Lens will not beat Paris Saint-Germain to the title, but this Ligue 1 season will be best remembered for the exceptional performances of the northern club who are set to qualify for the Champions League.
The fact PSG have not yet officially sealed a ninth championship in 11 seasons going into the penultimate weekend is partly down to the Qatar-owned club’s difficulties in recent months.
However, it is also down to Lens, who have shattered their own points record for a season with two games remaining.
They host already-relegated Ajaccio on Saturday, when a win will see them reach 81 points, more than any other side that has finished as runners-up to Qatar-era PSG.
Mathematically, they could still win a first championship since their sole title to date in 1998, but a six-point deficit to PSG plus a far inferior goal difference makes that prospect unrealistic.
Nobody in Lens will be disappointed at coming second, and a five-point lead over third-placed Marseille means they will be guaranteed that — and a Champions League group-stage spot — by beating Ajaccio.
“We must not forget that we have not yet qualified for the Champions League. The last step is always the hardest one,” warned stalwart forward Florian Sotoca on Thursday.
The Champions League is a level Lens last graced two decades ago. In 2002/03 they held Bayern Munich and beat AC Milan.
Returning to that stage would be an extraordinary achievement for a club who spent most of the last decade in Ligue 2 before winning promotion in 2020.
It is, however, no less than they deserve for the work done on a modest budget of a reported 62 million euros ($66m).
The club from an old mining community in France’s far north — where the 38,000-capacity of their Stade Bollaert-Delelis is greater than the population of the town itself — has been well run under the presidency of financier Joseph Oughourlian.
On the pitch, they have recruited wisely and manager Franck Haise has built an outstanding team out of a squad lacking in superstars.

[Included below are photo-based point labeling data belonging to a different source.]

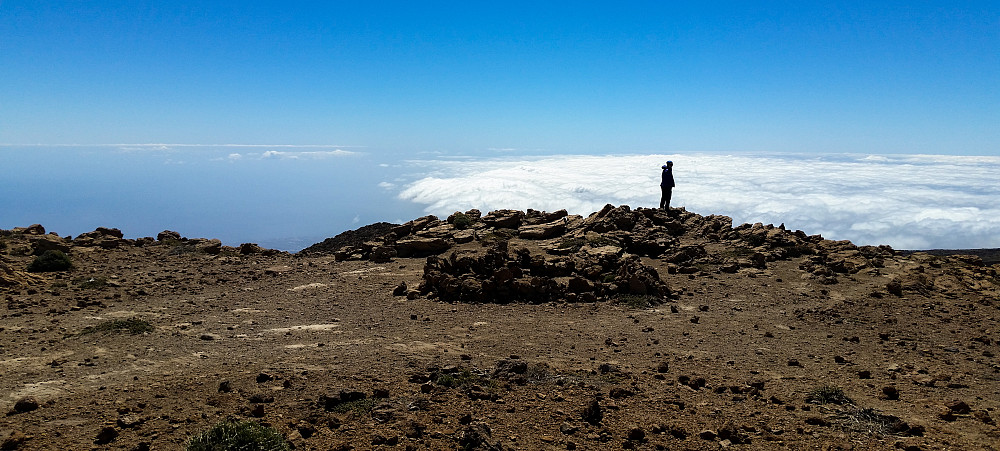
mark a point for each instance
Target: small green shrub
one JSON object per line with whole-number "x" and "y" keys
{"x": 638, "y": 301}
{"x": 232, "y": 435}
{"x": 461, "y": 221}
{"x": 828, "y": 394}
{"x": 131, "y": 325}
{"x": 50, "y": 260}
{"x": 362, "y": 406}
{"x": 461, "y": 378}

The most notable names are goalkeeper Brice Samba, captain and Ivory Coast midfielder Seko Fofana, and Belgium striker Lois Openda.
Bigger clubs will be circling for them soon, but Lens will hope they stay for the coming European adventure.
“When I came to Lens, the objective was to take the team back into Ligue 1, which we did in my first year,” said Sotoca.
“We had good seasons in the following two years, but this season we have taken the club to a new level.
“It is not an end in itself because a new season will start in a few months.
“We have to prove ourselves every year. We are keeping our feet on the ground because things can change very quickly in football.”
Player to watch: Alexandre Lacazette
Lacazette’s decision to return to boyhood club Lyon from Arsenal has given his career a shot in the arm even if his team have not performed as well as expected. The striker, who turns 32 on Sunday, has 26 goals in Ligue 1, with only Kylian Mbappe (28) having scored more.
Lacazette has six in his last three games alone, and if he keeps that form up this weekend against Reims he may yet have a chance of preventing Mbappe from ending a fifth consecutive season as Ligue 1’s top scorer.